Spannende Idee, enttäuschende Auflösung

Voller Stern Voller Stern Voller Stern Leerer Stern Leerer Stern
maike_pdf Avatar

Von

Yesteryear war eines der Bücher, auf die ich durch den ganzen Hype besonders neugierig geworden bin. Die Grundidee fand ich unglaublich spannend, weil sie ein Thema aufgreift, das aktuell sehr präsent ist und eigentlich viel Potenzial für gesellschaftliche Reflexion mitbringt. Umso enttäuschter war ich am Ende von der Richtung, die die Geschichte eingeschlagen hat.

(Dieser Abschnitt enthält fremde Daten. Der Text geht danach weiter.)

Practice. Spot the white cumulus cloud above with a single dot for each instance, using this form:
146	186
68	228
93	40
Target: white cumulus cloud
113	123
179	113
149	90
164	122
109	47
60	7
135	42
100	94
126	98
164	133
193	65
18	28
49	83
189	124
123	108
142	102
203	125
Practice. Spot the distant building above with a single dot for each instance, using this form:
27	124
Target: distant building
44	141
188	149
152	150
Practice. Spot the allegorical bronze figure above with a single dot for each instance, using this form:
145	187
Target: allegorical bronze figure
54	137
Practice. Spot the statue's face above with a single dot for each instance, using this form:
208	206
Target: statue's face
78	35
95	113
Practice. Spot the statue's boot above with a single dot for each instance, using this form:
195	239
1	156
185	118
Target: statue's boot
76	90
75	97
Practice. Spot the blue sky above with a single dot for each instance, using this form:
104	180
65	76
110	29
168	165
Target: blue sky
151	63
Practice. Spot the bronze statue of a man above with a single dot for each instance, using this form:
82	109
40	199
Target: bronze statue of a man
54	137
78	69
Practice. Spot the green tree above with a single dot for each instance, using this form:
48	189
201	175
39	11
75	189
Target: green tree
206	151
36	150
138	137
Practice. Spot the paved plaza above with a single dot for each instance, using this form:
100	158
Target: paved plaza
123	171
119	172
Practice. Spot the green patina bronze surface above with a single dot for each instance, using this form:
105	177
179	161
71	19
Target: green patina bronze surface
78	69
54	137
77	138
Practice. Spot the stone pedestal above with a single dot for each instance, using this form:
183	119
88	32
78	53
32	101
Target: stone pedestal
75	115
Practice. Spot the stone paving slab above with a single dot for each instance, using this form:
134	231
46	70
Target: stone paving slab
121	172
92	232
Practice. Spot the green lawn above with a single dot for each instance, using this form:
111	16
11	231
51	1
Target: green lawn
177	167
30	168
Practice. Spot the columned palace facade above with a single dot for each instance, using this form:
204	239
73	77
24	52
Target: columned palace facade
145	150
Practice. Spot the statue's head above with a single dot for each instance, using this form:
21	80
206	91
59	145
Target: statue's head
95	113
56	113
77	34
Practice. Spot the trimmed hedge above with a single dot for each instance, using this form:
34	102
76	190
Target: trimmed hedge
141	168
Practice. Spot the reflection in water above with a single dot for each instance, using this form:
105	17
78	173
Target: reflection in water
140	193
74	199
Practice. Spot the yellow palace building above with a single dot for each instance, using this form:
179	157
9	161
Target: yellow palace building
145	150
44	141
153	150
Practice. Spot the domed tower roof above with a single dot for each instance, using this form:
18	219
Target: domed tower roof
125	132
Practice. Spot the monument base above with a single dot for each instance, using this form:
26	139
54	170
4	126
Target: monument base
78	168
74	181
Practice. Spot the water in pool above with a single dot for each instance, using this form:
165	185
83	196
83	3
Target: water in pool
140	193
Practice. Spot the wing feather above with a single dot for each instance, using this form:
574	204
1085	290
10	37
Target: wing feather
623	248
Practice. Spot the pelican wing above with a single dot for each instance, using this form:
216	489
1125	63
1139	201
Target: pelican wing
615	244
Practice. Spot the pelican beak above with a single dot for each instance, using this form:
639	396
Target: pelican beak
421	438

Dabei hat mich das Buch zunächst durchaus gepackt. Die Prämisse ist stark und ich wollte unbedingt wissen, worauf alles hinausläuft. Gerade deshalb habe ich erwartet, dass die Autorin die Fragen, die sie aufwirft, auch konsequent weiterdenkt. Stattdessen hatte ich zunehmend das Gefühl, dass spannende gesellschaftliche Aspekte zugunsten von Plotentwicklungen in den Hintergrund rücken.

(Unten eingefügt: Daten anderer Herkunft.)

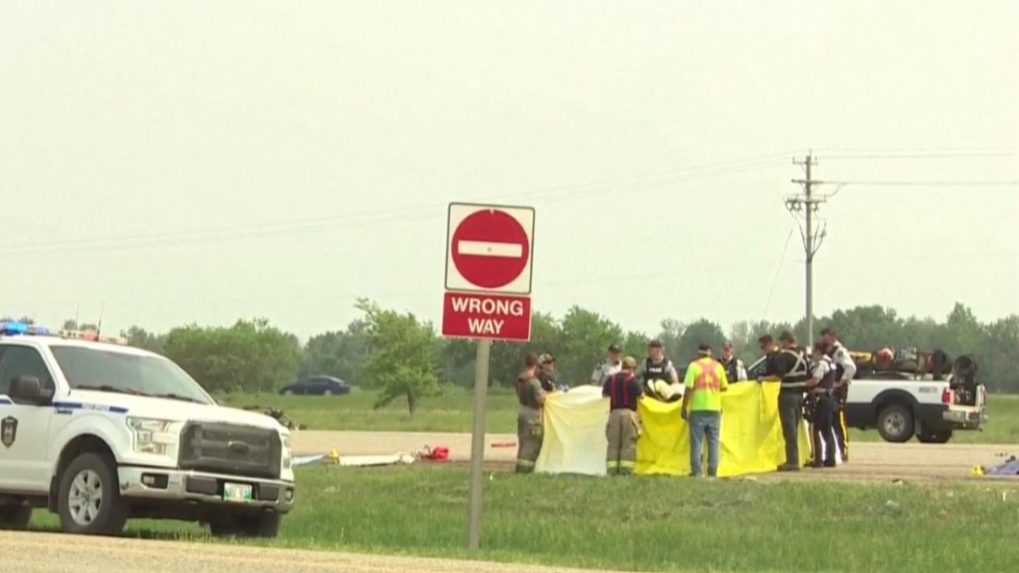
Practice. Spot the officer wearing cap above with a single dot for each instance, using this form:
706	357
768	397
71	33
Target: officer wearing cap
611	366
791	366
547	373
530	431
820	388
623	391
845	369
735	369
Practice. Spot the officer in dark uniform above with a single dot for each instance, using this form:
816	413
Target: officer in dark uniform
845	369
769	351
791	366
530	431
820	392
659	367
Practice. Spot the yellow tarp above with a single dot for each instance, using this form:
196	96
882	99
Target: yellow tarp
751	434
575	432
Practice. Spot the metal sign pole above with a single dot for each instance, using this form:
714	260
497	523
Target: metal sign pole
478	444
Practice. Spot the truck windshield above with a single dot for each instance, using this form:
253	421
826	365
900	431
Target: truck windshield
88	368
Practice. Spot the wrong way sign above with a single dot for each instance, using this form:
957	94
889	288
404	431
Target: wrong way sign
489	248
489	255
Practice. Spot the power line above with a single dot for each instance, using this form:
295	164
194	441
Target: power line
808	204
1007	183
921	155
411	213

Mein größter Kritikpunkt ist die Auflösung. Ohne zu spoilern: Für mich hat sie weder die Erwartungen erfüllt, die das Buch selbst aufgebaut hat, noch die Möglichkeiten genutzt, die in der Ausgangsidee steckten. Besonders bei einem so aktuellen Thema hätte ich mir deutlich mehr differenzierte und reflektierte Gedanken gewünscht. Am Ende blieb bei mir eher das Gefühl zurück, dass einigen Fragen ausgewichen wurde.

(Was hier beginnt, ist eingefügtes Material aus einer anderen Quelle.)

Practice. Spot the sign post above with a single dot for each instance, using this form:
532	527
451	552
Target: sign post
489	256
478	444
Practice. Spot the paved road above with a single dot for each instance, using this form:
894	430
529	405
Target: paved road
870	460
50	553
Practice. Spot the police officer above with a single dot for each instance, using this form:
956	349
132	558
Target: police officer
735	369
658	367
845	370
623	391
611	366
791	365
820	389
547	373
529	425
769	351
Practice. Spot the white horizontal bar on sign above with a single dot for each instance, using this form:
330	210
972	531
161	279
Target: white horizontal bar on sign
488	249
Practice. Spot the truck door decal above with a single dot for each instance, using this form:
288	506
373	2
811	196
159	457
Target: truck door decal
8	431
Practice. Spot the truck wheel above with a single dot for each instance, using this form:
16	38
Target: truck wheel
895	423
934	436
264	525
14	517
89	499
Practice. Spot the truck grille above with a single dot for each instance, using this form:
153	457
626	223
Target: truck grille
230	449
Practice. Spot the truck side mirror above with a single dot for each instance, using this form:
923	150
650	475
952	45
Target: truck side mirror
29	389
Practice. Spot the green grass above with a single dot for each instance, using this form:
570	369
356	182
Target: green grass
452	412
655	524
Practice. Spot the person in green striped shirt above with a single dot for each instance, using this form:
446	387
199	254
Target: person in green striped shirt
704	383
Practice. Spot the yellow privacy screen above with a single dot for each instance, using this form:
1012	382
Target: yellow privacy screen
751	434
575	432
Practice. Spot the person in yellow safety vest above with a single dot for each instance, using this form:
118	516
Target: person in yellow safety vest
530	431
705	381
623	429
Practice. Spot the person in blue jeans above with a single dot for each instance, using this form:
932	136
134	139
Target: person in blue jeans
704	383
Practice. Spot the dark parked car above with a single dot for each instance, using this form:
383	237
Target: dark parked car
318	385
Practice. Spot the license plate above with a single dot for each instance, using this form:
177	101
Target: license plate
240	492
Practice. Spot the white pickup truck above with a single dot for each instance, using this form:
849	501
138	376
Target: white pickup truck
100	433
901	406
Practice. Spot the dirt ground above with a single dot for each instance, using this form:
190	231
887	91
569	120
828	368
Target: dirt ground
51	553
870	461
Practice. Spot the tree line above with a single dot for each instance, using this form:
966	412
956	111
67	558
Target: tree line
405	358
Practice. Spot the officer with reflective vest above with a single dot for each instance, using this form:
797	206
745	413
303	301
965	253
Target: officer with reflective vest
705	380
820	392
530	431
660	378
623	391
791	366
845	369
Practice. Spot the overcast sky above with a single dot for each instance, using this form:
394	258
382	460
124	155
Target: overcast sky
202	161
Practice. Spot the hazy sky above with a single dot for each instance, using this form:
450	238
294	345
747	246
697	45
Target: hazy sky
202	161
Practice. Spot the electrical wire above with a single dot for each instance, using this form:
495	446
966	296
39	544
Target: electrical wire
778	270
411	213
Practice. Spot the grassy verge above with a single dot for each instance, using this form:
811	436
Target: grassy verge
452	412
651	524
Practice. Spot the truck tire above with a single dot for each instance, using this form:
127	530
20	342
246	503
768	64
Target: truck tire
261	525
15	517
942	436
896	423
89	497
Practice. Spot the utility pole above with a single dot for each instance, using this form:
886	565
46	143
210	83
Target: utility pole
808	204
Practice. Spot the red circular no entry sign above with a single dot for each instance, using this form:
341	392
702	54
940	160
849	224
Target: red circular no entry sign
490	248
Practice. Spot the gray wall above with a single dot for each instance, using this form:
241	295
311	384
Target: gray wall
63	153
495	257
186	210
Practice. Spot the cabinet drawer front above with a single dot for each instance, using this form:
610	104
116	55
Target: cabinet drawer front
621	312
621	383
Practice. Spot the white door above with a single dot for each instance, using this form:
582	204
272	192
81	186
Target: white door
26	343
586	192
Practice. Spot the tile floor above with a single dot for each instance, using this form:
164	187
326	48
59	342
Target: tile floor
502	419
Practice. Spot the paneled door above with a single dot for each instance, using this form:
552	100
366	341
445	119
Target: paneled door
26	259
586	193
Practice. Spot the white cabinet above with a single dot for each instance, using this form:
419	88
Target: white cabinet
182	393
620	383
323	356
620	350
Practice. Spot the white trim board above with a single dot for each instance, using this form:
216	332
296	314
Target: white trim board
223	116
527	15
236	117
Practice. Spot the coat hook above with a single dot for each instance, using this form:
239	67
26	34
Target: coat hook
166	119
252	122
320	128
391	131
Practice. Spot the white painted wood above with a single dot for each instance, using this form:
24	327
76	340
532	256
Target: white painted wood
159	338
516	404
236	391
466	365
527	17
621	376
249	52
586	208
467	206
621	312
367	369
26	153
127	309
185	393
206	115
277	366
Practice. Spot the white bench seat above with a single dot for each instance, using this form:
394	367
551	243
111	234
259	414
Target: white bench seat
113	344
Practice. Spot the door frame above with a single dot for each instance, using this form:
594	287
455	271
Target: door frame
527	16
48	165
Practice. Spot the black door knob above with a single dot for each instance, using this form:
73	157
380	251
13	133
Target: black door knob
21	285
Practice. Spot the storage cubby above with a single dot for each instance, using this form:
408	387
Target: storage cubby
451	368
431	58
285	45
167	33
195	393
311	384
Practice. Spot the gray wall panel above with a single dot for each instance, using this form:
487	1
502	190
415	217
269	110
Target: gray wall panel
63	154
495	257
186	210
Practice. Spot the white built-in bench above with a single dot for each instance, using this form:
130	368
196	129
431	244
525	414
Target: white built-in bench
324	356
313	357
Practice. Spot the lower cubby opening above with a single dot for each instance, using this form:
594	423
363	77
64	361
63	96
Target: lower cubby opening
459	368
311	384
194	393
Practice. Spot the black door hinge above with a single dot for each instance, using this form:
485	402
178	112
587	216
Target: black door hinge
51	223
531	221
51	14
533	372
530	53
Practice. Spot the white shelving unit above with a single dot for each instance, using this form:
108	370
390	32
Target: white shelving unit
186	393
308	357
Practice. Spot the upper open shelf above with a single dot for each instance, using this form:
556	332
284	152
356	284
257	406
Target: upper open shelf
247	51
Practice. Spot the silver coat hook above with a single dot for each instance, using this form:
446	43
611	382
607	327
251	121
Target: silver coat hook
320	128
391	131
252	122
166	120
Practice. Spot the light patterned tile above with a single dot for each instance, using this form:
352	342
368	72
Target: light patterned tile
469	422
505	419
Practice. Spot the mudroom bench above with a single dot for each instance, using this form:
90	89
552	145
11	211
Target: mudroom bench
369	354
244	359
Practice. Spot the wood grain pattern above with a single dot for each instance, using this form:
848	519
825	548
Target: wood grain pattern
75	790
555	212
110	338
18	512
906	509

Irritiert hat mich außerdem eine Andeutung von Homophobie im Zusammenhang mit der Auflösung. Vielleicht war sie satirisch gemeint, vielleicht sollte sie etwas Bestimmtes über die Figuren aussagen. Für mich blieb das allerdings zu unkommentiert stehen, um eindeutig als Satire gelesen werden zu können. Gerade deshalb hat dieser Aspekt bei mir einen unangenehmen Beigeschmack hinterlassen.
Trotzdem war das Buch nicht schlecht. Der Schreibstil liest sich sehr flüssig, die Geschichte entwickelt einen gewissen Sog und ich wollte bis zum Schluss wissen, wie alles zusammenhängt. Insgesamt bin ich aber deutlich ernüchterter aus der Geschichte herausgegangen, als ich es nach all den begeisterten Stimmen erwartet hätte.
Für mich ein Buch mit einer starken Idee und viel Potenzial, das mich in der Umsetzung letztlich nicht ganz überzeugen konnte.